Step 1. Import data and clean Data
Delete observations with missing values on the outcome variables, DX_LASTCONTACT_DEATH_MONTHS & PUF_VITAL_STATUS
Delete observations with value 0 in TUMORS_SIZE_NEW_CAT (only 9 cases) due to difficulty in balancing PS
Then divide dataset into OP and OC subsets
library(tidyr)
## Warning: package 'tidyr' was built under R version 3.5.3
library(survival)
## Warning: package 'survival' was built under R version 3.5.3
library(survminer)
## Warning: package 'survminer' was built under R version 3.5.3
## Loading required package: ggplot2
## Loading required package: ggpubr
## Loading required package: magrittr
##
## Attaching package: 'magrittr'
## The following object is masked from 'package:tidyr':
##
## extract
library(dplyr)
## Warning: package 'dplyr' was built under R version 3.5.3
##
## Attaching package: 'dplyr'
## The following objects are masked from 'package:stats':
##
## filter, lag
## The following objects are masked from 'package:base':
##
## intersect, setdiff, setequal, union
library(timereg)
## Warning: package 'timereg' was built under R version 3.5.3
library(twang)
## Warning: package 'twang' was built under R version 3.5.3
## Loading required package: gbm
## Warning: package 'gbm' was built under R version 3.5.3
## Loaded gbm 2.1.5
## Loading required package: survey
## Loading required package: grid
## Loading required package: Matrix
##
## Attaching package: 'Matrix'
## The following object is masked from 'package:tidyr':
##
## expand
##
## Attaching package: 'survey'
## The following object is masked from 'package:graphics':
##
## dotchart
## Loading required package: xtable
## Loading required package: lattice
## Loading required package: latticeExtra
## Warning: package 'latticeExtra' was built under R version 3.5.3
## Loading required package: RColorBrewer
##
## Attaching package: 'latticeExtra'
## The following object is masked from 'package:ggplot2':
##
## layer
library(survey)
library(readxl)
cancer <- read_excel("PREPSM_AllSites_2004Onwards_NEW2019.xlsx")
attach(cancer)
cancer_s=data.frame(cbind(age_youngold, AGE, SEX,RACE_RECODE,INSURANCE_STATUS,CDCC_TOTAL,MED_INC_QUAR_12, UR_new,
Primary_site_3grp,TNM_T_new,TNM_N_new,TUMORS_SIZE_NEW_CAT, HPVStatus, TreatmentGrp,
Primary_site_recode,FACILITY_TYPE_CD,
DX_LASTCONTACT_DEATH_MONTHS,PUF_VITAL_STATUS
))
#summary(cancer_s)
detach(cancer)
# DX_LASTCONTACT_DEATH_MONTHS has 11714 missing values
# PUF_VITAL_STATUS has 11707 missing values, alive = 1, dead = 0
# Remove observations with missing values in vital status and survival month
cancer_s1=cancer_s %>% drop_na(DX_LASTCONTACT_DEATH_MONTHS)

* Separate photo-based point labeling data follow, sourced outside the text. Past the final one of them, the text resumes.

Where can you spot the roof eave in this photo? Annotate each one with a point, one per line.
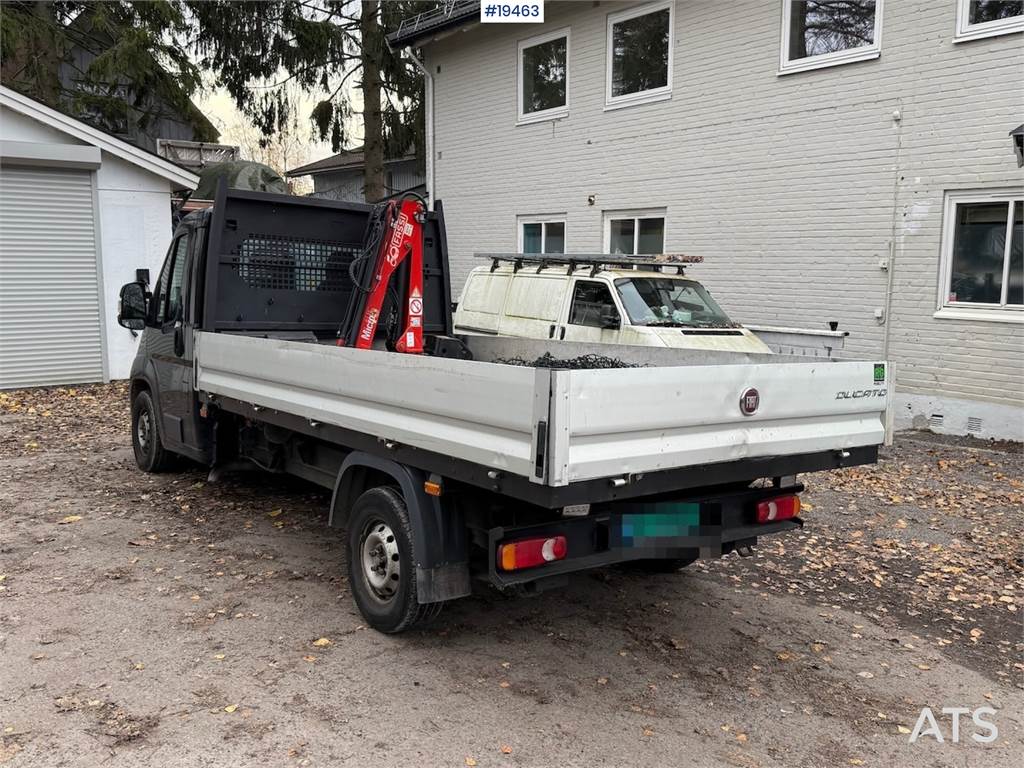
(178, 177)
(396, 41)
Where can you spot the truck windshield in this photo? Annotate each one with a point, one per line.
(668, 301)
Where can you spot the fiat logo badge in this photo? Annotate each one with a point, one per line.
(749, 401)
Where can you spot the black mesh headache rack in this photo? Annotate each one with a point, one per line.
(594, 261)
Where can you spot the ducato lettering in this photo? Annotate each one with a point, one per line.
(858, 393)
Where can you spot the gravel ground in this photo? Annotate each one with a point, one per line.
(163, 621)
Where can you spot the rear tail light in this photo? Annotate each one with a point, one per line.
(529, 552)
(780, 508)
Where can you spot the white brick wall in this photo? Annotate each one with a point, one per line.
(793, 187)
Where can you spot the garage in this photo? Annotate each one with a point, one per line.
(49, 288)
(81, 211)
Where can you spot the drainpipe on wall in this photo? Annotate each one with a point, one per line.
(428, 109)
(891, 271)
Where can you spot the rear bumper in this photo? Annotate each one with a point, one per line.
(597, 541)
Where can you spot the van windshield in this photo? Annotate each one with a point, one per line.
(668, 301)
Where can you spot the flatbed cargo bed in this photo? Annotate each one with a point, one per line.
(518, 426)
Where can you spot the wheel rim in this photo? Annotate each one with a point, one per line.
(143, 430)
(381, 561)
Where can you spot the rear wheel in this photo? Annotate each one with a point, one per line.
(380, 563)
(151, 456)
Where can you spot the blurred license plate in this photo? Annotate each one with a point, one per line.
(665, 524)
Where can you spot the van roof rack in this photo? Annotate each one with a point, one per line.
(654, 261)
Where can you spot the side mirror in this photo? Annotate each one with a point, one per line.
(609, 317)
(132, 306)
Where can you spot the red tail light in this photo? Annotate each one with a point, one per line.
(780, 508)
(529, 552)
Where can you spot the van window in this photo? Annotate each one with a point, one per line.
(536, 296)
(485, 293)
(168, 293)
(589, 301)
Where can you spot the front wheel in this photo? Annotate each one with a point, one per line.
(381, 568)
(151, 456)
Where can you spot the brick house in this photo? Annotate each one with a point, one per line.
(832, 161)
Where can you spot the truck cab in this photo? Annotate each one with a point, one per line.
(631, 306)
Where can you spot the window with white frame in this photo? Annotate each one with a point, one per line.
(639, 66)
(978, 18)
(983, 254)
(634, 231)
(542, 235)
(824, 33)
(544, 76)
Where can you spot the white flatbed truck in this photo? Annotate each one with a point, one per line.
(487, 458)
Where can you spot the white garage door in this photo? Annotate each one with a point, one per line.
(49, 292)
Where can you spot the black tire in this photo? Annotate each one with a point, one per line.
(380, 563)
(660, 565)
(151, 456)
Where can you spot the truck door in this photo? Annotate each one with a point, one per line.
(171, 347)
(592, 313)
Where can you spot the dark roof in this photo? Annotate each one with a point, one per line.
(417, 29)
(348, 159)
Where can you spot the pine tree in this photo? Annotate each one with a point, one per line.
(262, 51)
(114, 60)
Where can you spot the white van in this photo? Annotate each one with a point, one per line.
(613, 305)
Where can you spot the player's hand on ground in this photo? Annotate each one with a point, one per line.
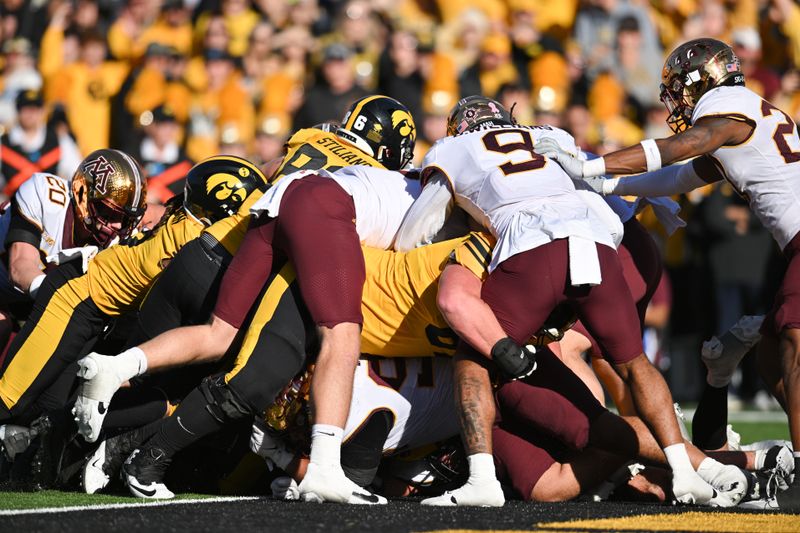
(285, 488)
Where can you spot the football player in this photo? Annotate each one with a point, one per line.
(488, 166)
(49, 215)
(72, 308)
(323, 219)
(735, 135)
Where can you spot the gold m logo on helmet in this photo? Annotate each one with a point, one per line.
(403, 123)
(221, 186)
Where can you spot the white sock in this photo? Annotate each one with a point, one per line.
(326, 445)
(678, 459)
(481, 467)
(131, 363)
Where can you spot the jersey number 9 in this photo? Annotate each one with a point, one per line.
(492, 143)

cancer_s1=cancer_s1[cancer_s1$TUMORS_SIZE_NEW_CAT!=0,]
# Make variables factor
cancer_s1$dead[cancer_s1$PUF_VITAL_STATUS==1]=0
cancer_s1$dead[cancer_s1$PUF_VITAL_STATUS==0]=1
cancer_s1$age_youngold=factor(cancer_s1$age_youngold)
cancer_s1$SEX=factor(cancer_s1$SEX)
cancer_s1$RACE_RECODE=factor(cancer_s1$RACE_RECODE)
cancer_s1$INSURANCE_STATUS=factor(cancer_s1$INSURANCE_STATUS)
cancer_s1$CDCC_TOTAL=factor(cancer_s1$CDCC_TOTAL)
cancer_s1$MED_INC_QUAR_12=factor(cancer_s1$MED_INC_QUAR_12)
cancer_s1$UR_new=factor(cancer_s1$UR_new)
cancer_s1$Primary_site_3grp=factor(cancer_s1$Primary_site_3grp)
cancer_s1$TNM_T_new=factor(cancer_s1$TNM_T_new)
cancer_s1$TNM_N_new=factor(cancer_s1$TNM_N_new)
cancer_s1$TUMORS_SIZE_NEW_CAT=factor(cancer_s1$TUMORS_SIZE_NEW_CAT)
cancer_s1$HPVStatus=factor(cancer_s1$HPVStatus)
cancer_s1$TreatmentGrp=factor(cancer_s1$TreatmentGrp)
cancer_s1$Primary_site_recode=factor(cancer_s1$Primary_site_recode)
cancer_s1$FACILITY_TYPE_CD=factor(cancer_s1$FACILITY_TYPE_CD)
# Divide data into OP and OC subsets
cancer_op=cancer_s1[cancer_s1$Primary_site_3grp==2, ]
cancer_op$Primary_site_recode=as.numeric(cancer_op$Primary_site_recode)
cancer_op$Primary_site_recode=as.factor(cancer_op$Primary_site_recode)
table(cancer_op$Primary_site_recode)
##
## 2 8 9
## 6006 7697 1300
# 2 = base of tong, 8 = Tonsil, 9 = Orpharynx
cancer_op$HPVStatus=as.numeric(cancer_op$HPVStatus)
cancer_op$HPVStatus=as.factor(cancer_op$HPVStatus)
table(cancer_op$HPVStatus)
##
## 1 2
## 5866 9137
# 1 = HPV Neg, 2 = HPV Pos
cancer_oc=cancer_s1[cancer_s1$Primary_site_3grp==1, ]
cancer_oc$Primary_site_recode=as.numeric(cancer_oc$Primary_site_recode)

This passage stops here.